Which ever shade of politics revs you up, there is little on offer from the political parties specifically for motorcyclists in this federal election.
MotorbikeWriter does not support any one politician or party, so we approached them all, asking for their motorcycle-specific policies as we have done in previous federal elections.
This time we only received responses from the Liberals, Nationals and Liberal Democrats.
Electric vehicles have sparked some debate in this election.
The Coalition believes electric vehicles will make up 25-50% of new passenger vehicles by 2030, Labor wants a target of 50% and the Greens have called for 100%.
No matter what targets our parties set, it is largely out of their hands.
We no longer have a car industry and the imports will be determined by foreign car companies who will probably reach those targets anyway. For example, Sweden will not be making any internal combustion vehicles by 2030.
No party makes any mention of electric motorcycles in their election policies.

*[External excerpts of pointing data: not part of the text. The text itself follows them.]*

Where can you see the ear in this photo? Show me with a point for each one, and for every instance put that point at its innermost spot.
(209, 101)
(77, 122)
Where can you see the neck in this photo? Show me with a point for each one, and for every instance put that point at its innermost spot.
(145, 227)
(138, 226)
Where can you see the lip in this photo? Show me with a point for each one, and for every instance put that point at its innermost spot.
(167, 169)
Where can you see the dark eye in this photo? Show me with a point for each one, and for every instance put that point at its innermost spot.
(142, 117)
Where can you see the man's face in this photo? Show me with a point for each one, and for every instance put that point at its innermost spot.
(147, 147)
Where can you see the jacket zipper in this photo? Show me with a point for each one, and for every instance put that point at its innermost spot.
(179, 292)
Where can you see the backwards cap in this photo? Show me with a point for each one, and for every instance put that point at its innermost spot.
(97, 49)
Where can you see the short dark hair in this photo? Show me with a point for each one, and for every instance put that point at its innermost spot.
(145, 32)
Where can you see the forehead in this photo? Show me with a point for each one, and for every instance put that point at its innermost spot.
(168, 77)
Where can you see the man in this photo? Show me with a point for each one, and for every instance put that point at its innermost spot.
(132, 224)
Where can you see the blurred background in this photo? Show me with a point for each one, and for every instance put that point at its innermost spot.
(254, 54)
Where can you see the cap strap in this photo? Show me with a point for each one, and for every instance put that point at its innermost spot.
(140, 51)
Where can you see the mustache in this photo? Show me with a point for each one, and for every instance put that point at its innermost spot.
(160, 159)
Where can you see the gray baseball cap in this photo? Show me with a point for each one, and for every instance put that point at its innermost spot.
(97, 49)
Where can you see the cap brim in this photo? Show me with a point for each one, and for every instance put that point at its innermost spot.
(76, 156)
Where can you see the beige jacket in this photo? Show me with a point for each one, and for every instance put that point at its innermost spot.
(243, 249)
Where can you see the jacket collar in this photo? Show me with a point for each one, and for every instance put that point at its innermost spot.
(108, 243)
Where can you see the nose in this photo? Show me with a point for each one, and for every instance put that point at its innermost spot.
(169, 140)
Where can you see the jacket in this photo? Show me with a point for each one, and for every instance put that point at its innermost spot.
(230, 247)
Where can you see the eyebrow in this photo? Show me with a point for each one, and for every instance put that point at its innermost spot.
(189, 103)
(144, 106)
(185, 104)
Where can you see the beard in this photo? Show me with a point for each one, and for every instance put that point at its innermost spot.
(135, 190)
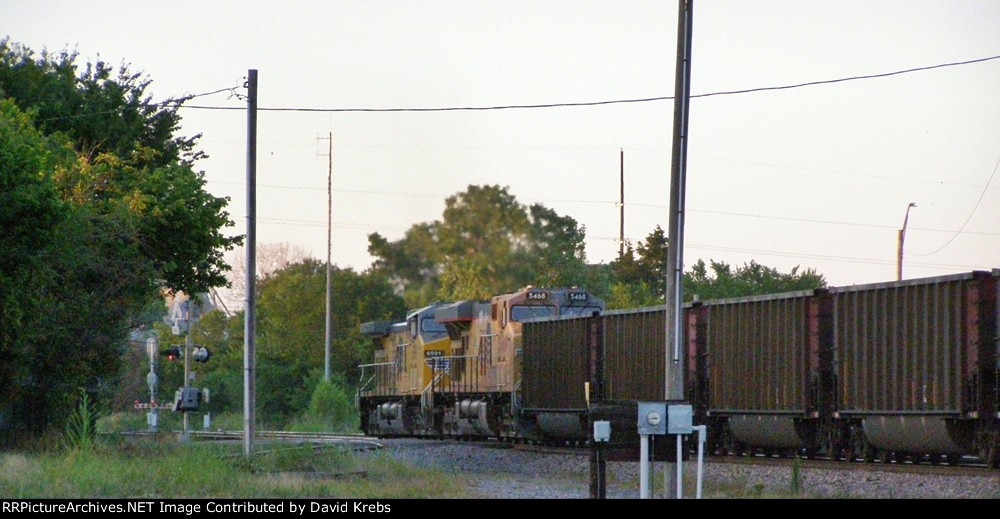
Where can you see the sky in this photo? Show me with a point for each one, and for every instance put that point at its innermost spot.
(818, 176)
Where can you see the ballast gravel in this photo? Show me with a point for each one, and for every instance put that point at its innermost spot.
(502, 472)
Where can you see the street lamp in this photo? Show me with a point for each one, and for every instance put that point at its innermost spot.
(899, 249)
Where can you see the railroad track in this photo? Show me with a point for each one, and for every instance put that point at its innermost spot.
(354, 442)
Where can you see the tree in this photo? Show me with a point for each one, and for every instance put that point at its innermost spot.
(750, 279)
(485, 244)
(101, 208)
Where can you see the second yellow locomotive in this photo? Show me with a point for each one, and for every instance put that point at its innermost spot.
(455, 369)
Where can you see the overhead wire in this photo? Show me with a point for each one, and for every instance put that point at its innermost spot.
(605, 102)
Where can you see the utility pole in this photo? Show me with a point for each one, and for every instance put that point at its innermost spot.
(329, 226)
(621, 205)
(249, 329)
(674, 363)
(899, 244)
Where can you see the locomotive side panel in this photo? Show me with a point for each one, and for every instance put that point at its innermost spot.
(759, 354)
(555, 365)
(916, 366)
(906, 346)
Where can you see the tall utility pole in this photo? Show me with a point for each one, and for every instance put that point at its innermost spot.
(250, 324)
(674, 355)
(329, 226)
(621, 205)
(899, 244)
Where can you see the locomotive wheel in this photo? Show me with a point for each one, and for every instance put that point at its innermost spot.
(990, 454)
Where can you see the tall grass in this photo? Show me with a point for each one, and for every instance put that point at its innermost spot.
(81, 427)
(162, 468)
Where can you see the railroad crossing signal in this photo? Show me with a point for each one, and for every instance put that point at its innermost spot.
(172, 353)
(201, 354)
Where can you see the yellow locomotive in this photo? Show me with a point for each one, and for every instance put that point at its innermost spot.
(455, 369)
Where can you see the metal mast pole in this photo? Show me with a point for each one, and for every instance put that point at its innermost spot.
(621, 204)
(249, 335)
(329, 225)
(674, 383)
(899, 244)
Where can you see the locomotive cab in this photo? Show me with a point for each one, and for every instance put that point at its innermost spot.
(393, 393)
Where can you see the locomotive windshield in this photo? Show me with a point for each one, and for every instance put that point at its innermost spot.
(519, 313)
(579, 310)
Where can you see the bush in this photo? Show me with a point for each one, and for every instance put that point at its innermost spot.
(330, 409)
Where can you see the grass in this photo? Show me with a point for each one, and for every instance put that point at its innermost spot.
(163, 468)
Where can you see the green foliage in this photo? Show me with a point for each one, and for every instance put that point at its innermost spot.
(162, 469)
(99, 205)
(485, 244)
(291, 330)
(81, 428)
(331, 409)
(750, 279)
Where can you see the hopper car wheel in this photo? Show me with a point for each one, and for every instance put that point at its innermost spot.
(884, 456)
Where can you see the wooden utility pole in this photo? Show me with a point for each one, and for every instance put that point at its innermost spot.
(329, 226)
(621, 205)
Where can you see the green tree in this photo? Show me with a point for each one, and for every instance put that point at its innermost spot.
(485, 244)
(751, 279)
(291, 330)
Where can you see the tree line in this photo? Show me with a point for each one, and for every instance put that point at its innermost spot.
(104, 211)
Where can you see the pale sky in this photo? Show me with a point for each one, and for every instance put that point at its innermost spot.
(818, 176)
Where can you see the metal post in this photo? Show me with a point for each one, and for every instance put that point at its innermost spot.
(899, 244)
(249, 339)
(621, 217)
(674, 362)
(329, 226)
(643, 466)
(188, 341)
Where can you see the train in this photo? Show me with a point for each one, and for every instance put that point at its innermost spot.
(454, 369)
(900, 370)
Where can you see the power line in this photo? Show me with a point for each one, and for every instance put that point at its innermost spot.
(600, 103)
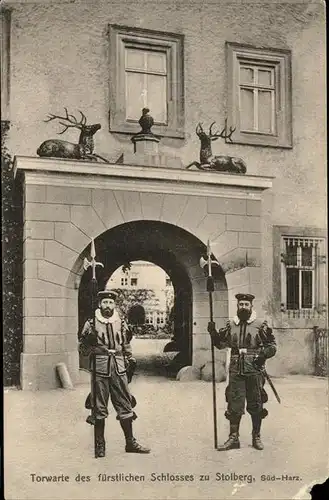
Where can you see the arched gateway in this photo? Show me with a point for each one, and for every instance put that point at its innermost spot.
(133, 212)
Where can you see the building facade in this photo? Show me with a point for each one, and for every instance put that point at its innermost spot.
(261, 67)
(146, 276)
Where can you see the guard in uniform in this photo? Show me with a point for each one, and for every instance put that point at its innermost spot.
(110, 342)
(251, 342)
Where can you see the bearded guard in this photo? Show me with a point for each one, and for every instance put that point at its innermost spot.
(109, 343)
(251, 342)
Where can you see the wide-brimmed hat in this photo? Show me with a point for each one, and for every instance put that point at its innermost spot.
(107, 294)
(244, 296)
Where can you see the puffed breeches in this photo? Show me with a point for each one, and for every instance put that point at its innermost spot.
(115, 387)
(242, 388)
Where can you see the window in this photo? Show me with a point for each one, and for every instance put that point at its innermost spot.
(160, 318)
(259, 95)
(146, 71)
(302, 259)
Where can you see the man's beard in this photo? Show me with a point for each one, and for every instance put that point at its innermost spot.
(244, 314)
(107, 312)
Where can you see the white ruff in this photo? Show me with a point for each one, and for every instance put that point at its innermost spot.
(252, 318)
(115, 317)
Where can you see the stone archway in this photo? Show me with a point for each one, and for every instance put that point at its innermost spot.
(173, 249)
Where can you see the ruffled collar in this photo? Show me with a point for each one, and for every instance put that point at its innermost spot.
(101, 319)
(252, 318)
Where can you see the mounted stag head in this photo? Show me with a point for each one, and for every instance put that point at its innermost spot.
(218, 163)
(63, 149)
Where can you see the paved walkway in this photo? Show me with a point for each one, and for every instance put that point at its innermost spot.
(46, 435)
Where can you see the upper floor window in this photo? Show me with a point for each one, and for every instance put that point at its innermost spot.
(259, 95)
(146, 71)
(302, 274)
(124, 281)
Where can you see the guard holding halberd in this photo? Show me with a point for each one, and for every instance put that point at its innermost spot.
(251, 342)
(108, 343)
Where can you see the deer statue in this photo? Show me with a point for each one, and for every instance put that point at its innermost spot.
(220, 163)
(63, 149)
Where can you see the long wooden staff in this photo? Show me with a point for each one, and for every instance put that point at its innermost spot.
(94, 289)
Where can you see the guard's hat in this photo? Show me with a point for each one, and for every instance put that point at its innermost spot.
(245, 296)
(107, 294)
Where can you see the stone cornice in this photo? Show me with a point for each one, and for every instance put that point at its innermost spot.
(61, 172)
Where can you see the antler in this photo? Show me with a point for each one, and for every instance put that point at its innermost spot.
(224, 134)
(73, 122)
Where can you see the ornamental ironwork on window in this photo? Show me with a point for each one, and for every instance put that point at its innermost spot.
(302, 277)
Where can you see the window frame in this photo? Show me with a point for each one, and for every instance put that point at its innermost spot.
(173, 44)
(279, 61)
(314, 269)
(279, 282)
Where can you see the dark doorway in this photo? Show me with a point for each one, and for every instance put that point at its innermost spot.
(169, 247)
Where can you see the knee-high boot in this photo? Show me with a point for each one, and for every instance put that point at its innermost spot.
(132, 446)
(100, 440)
(256, 425)
(233, 441)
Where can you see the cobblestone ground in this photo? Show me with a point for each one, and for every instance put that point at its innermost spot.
(46, 435)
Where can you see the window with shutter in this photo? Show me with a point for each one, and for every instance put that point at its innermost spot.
(259, 95)
(302, 274)
(146, 71)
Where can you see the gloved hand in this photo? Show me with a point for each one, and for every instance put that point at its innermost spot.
(259, 361)
(212, 328)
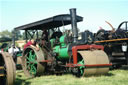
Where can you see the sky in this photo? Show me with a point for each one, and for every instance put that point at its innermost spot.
(14, 13)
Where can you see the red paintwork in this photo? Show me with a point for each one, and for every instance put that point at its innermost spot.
(84, 47)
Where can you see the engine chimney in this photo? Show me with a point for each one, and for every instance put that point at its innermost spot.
(74, 24)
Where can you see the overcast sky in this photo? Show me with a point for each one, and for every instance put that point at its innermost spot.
(15, 13)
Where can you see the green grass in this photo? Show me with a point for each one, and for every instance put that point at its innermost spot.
(114, 77)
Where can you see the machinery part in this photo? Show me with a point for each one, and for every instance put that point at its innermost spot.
(74, 24)
(126, 25)
(9, 70)
(90, 59)
(31, 62)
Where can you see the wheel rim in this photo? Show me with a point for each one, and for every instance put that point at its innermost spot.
(9, 69)
(31, 63)
(81, 68)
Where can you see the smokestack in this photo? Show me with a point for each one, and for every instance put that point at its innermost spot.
(74, 24)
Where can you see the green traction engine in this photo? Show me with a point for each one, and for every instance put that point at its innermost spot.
(61, 52)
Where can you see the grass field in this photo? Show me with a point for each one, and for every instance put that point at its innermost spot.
(114, 77)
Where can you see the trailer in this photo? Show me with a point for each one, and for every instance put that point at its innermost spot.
(116, 47)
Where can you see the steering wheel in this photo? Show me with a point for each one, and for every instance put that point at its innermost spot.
(126, 25)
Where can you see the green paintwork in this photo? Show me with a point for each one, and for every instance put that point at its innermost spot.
(52, 42)
(61, 49)
(31, 63)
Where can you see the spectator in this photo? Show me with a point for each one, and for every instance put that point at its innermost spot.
(33, 44)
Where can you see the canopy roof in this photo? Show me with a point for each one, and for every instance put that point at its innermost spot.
(49, 23)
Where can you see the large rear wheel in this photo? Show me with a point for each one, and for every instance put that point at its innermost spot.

While Labor didn’t reply, we note that their Transport Minister Anthony Albanese has long been a strong supporter of motorcycles and scooters.
He has said that attracting more riders as commuters would ease traffic congestion and reduce the pressure on public transport and road infrastructure.
Now, Senator Duncan Spender has taken David’s place.
“The Liberal Democrats believe those who choose to use motorcycles and scooters should not be discouraged by government policies,” he says.
“The use of motorcycles and scooters is a matter of individual choice. So long as nobody else is likely to be harmed, the government has no right to interfere in personal choices.
“Riding motorcycles and scooters eases traffic congestion, produces less emissions and is often a more economical choice. Unfortunately, not only are motorcyclists and scooter riders invisible to many car drivers, they are also largely invisible to governments of both persuasions. The National Road Safety Strategy has repeatedly failed to closely examine motorcycle issues, despite motorcyclists being at greater risk of being killed or seriously injured compared to occupants of other vehicles.
“While the government acknowledges that the number of motorcyclists are growing, governments turn to increased prohibition and regulation instead of encouraging and enhancing the trend. Road rules, parking provisions and infrastructure should facilitate motorcycling, not inhibit it.”
Senator Spender says the National Road Safety Strategy to increase licensing requirements would increase red tape.
“There are numerous barriers to the establishment of rider training courses, not only barriers faced by small businesses anywhere in Australia but also specific barriers relating to issues such as liability,” he says.
“As a result there is a shortage of accessible, affordable rider training courses.”
The Lib Dems have also launched a Support Sensible Speed Limits campaign which recognises that limits “tend to be set using an over-cautious approach instead of a balanced and democratic one”.
“This campaign also calls for an end to revenue raising and an increase of speed limits on motorways such as the Hume Highway in NSW,” he says.
Vote early, vote often, so they say! Well, you can vote early, but you can only vote once.
Just because Saturday is election day doesn’t mean you have to miss out on a weekend ride.
About one-third of the eligible voters will already have voted by election day, up from about 8% in 2007 and 22% in 2016.
Voters previously needed a valid excuse to cast a pre-poll vote, but now the only question you they ask is whether you have already voted in this election.